Exploring Azure Storage for SQL Server DBAs – Part 2

Managed Disks have simplified way that Azure storage interacts with the users' virtual machines, thanks to the way that it eliminates the need to deal with the Storage Account. It is now easier to add new disks to a virtual machine, either in PowerShell or via the portal. The Storage Spaces feature in Windows Server can be used to aggregate disks together and obtain higher levels of performance. Joshua Feierman explains how to do it all.

In my previous article, we went over how Azure storage affects the performance of our hosted virtual machines running SQL Server. We looked at the different ways in which performance is throttled, and talked about how to get your environment setup in the way that will get you the exact level of performance you need. As we saw, there are a lot of potential complications to navigate; and as I previously wrote, the best way around these is to play with things in a safe and sand-boxed setup, so that you can gain the knowledge and experience at your own pace rather than in the heat of the moment.

To do this we need to become familiar with how to manage Azure storage and that way that it interacts with our virtual machines. This involves a couple of different components:

  • Storage accounts: creating, managing
  • Virtual hard disk files: creating new ones, detaching and re-attaching existing ones, deleting unused ones
  • Storage Spaces: Managing disks in the Windows operating system using Windows Storage Spaces

In the original version of this article, my first task was going to be to show you how to create, manage, and use storage accounts, since those were a pre-requisite. But, as is often the case with Azure, Microsoft introduced new functionality that now makes that unnecessary. Thanks for keeping me busy writing, Microsoft!

Recently, Microsoft began allowing us the use of what are called “Managed Disks”. Basically, you create virtual disks within your Azure subscription, but allow the Azure platform to manage them behind the scenes. All that you specify is a location, size, and the service level (Premium SSD based, or Standard magnetic drives), and Azure takes care of the rest. This is actually a really, really good thing! One of the more painful aspects of Azure to me was the task of figuring out how to parse storage account URLs and managing a number of different accounts. In addition, we had to consider the storage account as a possible bottleneck in terms of performance, as we discussed in my last article. Now, we need not worry about any of that!

That being said, there is still a bit of work we need to do in order to utilize this new feature. If you used my template from the first article to deploy your Azure lab, the virtual machines were deployed using conventional storage accounts. This means we need to take a couple of steps to convert the existing disks to managed volumes, as well as to enable future disks to use the newer model. Let’s get started!

From this point on I’m going to assume that you are both logged in to the Azure web portal and logged in via Azure PowerShell. If you need instructions on the latter, see this link.

Converting existing disks to Managed Disks

I’m going to walk you through how to do this with my specific lab setup.

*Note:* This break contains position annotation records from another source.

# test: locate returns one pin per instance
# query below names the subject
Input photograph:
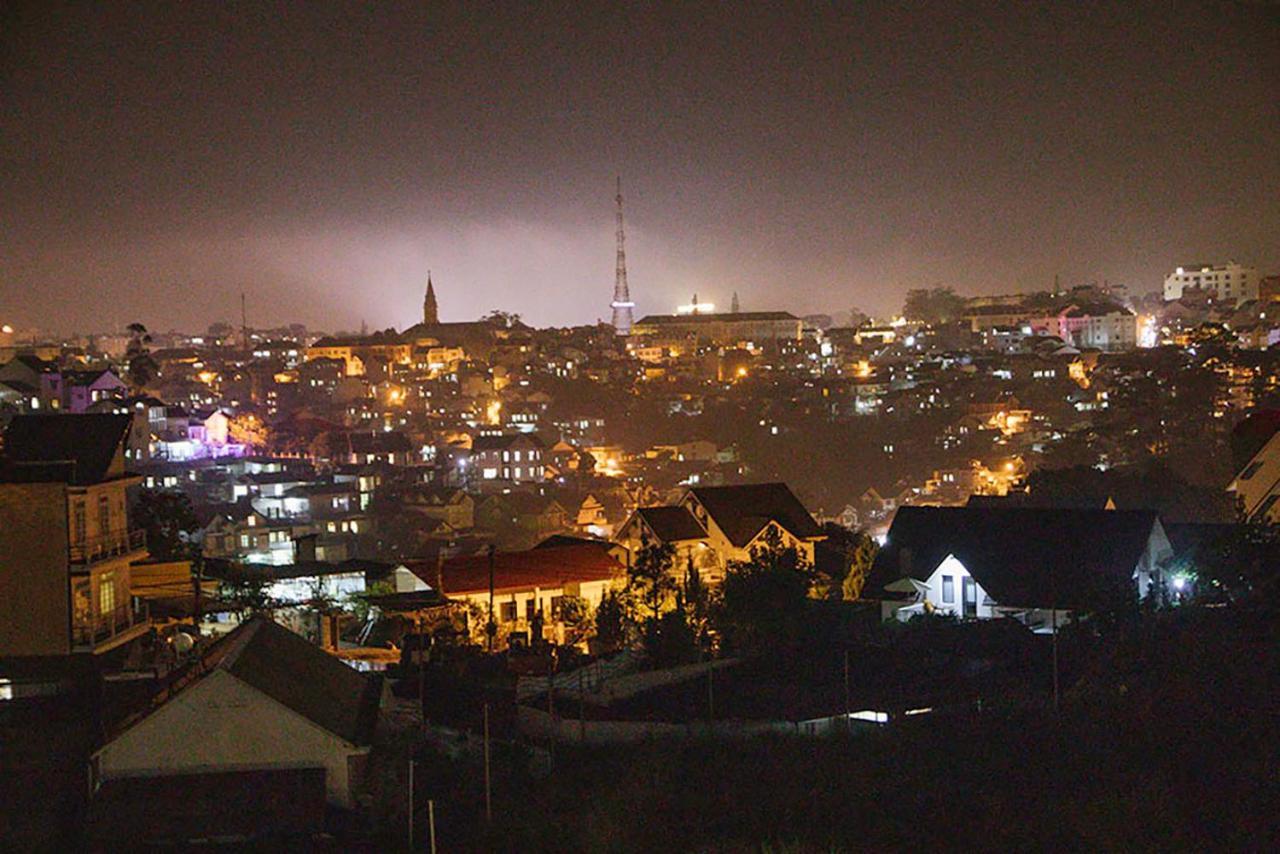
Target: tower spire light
(621, 304)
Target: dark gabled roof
(36, 364)
(524, 503)
(302, 677)
(671, 524)
(384, 442)
(743, 511)
(81, 447)
(1022, 557)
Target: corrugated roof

The chances are that these instructions will change over time, so I will link here to the authoritative Microsoft document on the subject.

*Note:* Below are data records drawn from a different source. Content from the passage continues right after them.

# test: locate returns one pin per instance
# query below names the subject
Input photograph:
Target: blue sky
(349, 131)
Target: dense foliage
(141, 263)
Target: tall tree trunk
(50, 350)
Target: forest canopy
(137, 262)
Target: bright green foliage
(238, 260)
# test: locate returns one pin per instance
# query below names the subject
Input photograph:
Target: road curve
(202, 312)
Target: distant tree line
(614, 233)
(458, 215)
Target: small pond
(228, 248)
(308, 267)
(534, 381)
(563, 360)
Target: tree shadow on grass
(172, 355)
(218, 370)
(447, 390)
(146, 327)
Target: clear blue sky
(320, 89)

First, because our virtual machines are in an availability set, there is a setting that must be changed. This can be done as follows.

Next, we need to convert the virtual machine disks to managed disks. If the virtual machines are running, we must stop (and deallocate) them first.

Note: it is very important you do not do this if the disks on your virtual machine are in a storage account where encryption is or has ever been enabled. If so, you must follow the steps here before proceeding. Of course, never do these on a live environment without some kind of rollback plan. For example, you might only convert one VM at a time and ensure there are no issues.

Once these operations complete, if you browse the resource group that your lab was deployed in, you’ll see a number of new “Disk” resources.

It’s important to note that you remove neither the storage accounts nor the old VHD files by completing the above steps. So we must clean these up in order to avoid being charged for the resources they consume. You can do this by selecting the storage accounts in the portal, then clicking on the ‘Delete’ button along the top navigation bar. You’ll have to enter the storage account name as a way of confirming that you actually really want to delete them.

Note: do NOT do this for the storage account that contains your operating system disk. If you do, lots of things will break and you may have to re-deploy your virtual machine. Not that I’m speaking from experience, or might have ignored the fact that it says this on the official Microsoft instructions. Please learn from my mistakes.

Now, thanks to the marvellous addition of the Managed Disk feature, let’s see just how easy it is to add a new disk to our virtual machine.

Adding Disks

There are two ways to add disks to our virtual machines: by using either Azure Portal or PowerShell. We’ll go over both here for completeness, though I prefer PowerShell.

Portal

First, find your virtual machine in the portal. As a refresher, the quickest way to do this is probably by clicking on the ‘All Resources’ tab on the left navigation bar, then entering your virtual machine name in the Search field.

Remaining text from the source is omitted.